Ich sehe blondes Haar, nicht glatt, aber auch nicht wellig, genau zwischen drinnen.
Ich sehe grüne Augen, meine grünen Augen, die mir entgegenstrahlen. Die mich bestärken.
Ich mustere mich, wie damals als ich mich mit Sus für den Kinobesuch mit Cam fertig gemacht habe. Nicht feindselig, nicht verschmähend, nein, offen.
Und dann weiß ich, ich bin bereit, diesen kleinen Schritt werde ich nun wagen. Und ich trete aus der Tür heraus, lasse meine Maske liegen und schreite an den Esstisch.
Die Gespräche verstummen. Ich setze mich auf meinen Stuhl und schaufle mir reichlich Abendessen auf den Teller. Erst dann traue ich mich hochzusehen.
Das Erste was ich sehe, ist Sus. Sie strahlt mich an, wie sie es noch nie getan hat. Sie nickt mir zu, als Bestätigung wie glücklich sie darüber ist und, dass ich das Richtige getan habe. Ich spüre ihren Stolz, ihren Stolz auf mich.
Dann blicke ich zu Loren. Sie scheint verblüfft, so wie sie ihre Augenbrauen in Stellung hält. Noch nie zuvor hat sie mich ohne Maske gesehen. Doch das, was sie sagt, hätte mich beinahe vom Stuhl gehauen. "Du, Du bist wunderschön, Avery!"
Ein Satz. Ein einziger Satz, der mich zu Tränen rührt. Und dann lasse ich alles laufen.
Ich fange an zu schluchzen, vergrabe mein Gesicht in den Händen und lasse alles raus. Alles was sich angestaut hat.
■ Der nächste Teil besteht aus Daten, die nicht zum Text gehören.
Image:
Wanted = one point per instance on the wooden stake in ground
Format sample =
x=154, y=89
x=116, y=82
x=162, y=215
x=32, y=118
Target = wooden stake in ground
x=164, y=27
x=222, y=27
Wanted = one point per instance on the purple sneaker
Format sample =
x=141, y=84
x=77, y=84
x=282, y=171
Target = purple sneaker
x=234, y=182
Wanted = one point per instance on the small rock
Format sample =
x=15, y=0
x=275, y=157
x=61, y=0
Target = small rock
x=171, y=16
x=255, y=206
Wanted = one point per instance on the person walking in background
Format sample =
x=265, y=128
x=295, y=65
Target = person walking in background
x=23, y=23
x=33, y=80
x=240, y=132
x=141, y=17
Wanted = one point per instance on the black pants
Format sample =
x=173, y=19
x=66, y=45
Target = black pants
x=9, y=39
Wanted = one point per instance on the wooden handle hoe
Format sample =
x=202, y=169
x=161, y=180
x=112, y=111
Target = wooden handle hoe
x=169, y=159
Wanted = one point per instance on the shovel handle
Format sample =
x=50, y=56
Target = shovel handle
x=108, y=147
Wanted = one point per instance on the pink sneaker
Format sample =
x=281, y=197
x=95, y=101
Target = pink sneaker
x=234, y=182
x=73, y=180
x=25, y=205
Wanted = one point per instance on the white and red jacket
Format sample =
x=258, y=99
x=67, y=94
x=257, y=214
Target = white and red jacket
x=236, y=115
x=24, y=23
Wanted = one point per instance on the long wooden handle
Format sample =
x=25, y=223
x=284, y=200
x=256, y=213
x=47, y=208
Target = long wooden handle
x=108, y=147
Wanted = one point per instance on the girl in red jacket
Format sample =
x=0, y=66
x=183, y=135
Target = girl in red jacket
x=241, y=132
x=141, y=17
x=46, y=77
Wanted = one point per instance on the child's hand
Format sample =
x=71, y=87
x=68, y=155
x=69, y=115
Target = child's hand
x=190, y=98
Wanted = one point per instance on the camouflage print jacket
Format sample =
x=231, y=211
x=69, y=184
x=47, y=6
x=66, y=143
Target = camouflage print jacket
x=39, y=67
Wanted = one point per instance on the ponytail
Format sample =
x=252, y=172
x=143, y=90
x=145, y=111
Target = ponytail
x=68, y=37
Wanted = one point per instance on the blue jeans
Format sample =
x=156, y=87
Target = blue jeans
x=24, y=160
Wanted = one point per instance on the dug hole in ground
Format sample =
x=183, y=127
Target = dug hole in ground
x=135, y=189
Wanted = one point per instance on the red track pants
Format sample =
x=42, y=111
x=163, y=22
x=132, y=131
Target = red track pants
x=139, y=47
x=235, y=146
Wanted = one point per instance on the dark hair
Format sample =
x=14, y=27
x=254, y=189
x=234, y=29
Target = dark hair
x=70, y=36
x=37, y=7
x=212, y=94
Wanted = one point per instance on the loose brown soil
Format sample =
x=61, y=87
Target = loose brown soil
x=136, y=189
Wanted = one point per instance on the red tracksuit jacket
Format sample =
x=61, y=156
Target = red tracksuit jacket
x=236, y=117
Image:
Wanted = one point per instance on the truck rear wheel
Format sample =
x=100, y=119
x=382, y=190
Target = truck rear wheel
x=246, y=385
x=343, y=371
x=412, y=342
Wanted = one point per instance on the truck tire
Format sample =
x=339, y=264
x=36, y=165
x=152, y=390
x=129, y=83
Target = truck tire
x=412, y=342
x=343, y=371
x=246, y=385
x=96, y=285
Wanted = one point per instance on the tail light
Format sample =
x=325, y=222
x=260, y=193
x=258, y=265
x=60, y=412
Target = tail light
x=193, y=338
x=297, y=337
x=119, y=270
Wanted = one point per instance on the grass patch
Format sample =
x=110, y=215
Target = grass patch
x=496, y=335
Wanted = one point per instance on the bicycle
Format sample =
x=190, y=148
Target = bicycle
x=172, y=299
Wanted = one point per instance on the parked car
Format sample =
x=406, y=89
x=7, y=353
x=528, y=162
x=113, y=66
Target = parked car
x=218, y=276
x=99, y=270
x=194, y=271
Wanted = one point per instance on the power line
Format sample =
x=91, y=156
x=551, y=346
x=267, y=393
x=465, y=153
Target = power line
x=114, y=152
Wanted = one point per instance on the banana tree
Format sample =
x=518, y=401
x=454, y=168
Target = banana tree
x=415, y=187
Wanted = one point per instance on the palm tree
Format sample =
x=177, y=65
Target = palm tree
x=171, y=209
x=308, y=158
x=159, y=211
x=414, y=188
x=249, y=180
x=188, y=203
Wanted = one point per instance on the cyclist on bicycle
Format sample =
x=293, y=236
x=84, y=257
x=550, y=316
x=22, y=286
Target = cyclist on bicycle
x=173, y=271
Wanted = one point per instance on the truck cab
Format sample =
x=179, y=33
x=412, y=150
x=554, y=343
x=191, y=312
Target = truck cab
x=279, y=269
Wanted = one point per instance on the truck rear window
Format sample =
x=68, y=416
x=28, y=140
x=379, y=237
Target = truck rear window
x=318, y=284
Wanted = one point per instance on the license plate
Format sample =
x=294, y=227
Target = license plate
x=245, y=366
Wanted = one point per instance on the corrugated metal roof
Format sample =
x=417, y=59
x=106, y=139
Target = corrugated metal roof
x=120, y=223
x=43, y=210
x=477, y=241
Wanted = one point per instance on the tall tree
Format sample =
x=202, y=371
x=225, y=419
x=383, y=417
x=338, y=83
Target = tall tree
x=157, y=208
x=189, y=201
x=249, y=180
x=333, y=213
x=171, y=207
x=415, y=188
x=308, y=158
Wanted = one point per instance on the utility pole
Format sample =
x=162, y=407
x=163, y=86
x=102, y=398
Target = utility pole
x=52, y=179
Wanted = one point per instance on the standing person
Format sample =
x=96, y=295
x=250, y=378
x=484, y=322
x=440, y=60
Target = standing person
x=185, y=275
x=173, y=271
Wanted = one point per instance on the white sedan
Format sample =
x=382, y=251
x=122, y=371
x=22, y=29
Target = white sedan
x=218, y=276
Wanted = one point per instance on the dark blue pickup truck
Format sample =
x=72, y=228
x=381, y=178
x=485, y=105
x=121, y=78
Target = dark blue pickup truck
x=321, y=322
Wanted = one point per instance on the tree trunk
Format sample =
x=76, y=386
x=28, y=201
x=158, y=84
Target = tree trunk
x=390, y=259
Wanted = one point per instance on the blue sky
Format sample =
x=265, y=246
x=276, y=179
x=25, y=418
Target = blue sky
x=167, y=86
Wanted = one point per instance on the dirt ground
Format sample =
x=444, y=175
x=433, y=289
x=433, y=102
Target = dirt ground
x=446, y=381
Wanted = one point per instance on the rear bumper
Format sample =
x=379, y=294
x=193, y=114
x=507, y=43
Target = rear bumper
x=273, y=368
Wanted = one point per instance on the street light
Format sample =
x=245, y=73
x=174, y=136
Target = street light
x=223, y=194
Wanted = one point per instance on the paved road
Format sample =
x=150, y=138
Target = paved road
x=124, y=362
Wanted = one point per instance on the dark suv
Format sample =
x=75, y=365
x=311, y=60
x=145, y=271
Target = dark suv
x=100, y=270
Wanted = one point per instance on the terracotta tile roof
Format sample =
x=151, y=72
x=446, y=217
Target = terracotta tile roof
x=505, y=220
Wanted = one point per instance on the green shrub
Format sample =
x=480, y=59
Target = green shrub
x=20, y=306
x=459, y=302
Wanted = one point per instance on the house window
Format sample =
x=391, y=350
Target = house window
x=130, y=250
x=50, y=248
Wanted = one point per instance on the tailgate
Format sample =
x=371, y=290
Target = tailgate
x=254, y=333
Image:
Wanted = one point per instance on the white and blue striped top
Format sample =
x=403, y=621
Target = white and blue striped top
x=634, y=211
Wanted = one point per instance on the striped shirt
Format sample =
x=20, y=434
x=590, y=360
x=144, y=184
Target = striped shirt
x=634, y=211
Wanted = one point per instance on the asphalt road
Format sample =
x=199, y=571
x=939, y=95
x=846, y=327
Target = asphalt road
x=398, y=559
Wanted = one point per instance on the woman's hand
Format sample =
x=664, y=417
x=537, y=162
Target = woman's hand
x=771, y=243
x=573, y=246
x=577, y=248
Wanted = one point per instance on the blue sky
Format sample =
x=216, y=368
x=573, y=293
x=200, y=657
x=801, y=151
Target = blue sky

Dies hier ist der erste Schritt, mich meiner Familie zu zeigen. So wie ich bin.
Wenige Sekunden später spüre ich Arme die mich umschlingen. Es sind Sus, Loren und eine strahlende Meli, die sich wieder auf meinen Schoß platziert. Sie drückt meine Hand.
„Avi?"
Ich schluchze noch mehr. "Ja?"
„Du brauchst dich nicht verstecken. "
Sie ist nicht angewidert oder erschreckt von meinen Malen. Wie ich es mir immer ausgemalt habe. Nein, sie ist Meli. Und sie allesamt haben genau das Richtige gesagt.
Um mich ist es geschehen. Ich stehe auf und hebe Meli von mir herunter. Ich drücke Sus, ich drücke Loren und ich umschlinge nochmal Meli.
„Ich hab euch so lieb!" Und dann versiegen meine Tränen. Ich bin zuhause. Es gibt keinen Grund zu weinen: Ich bin angekommen.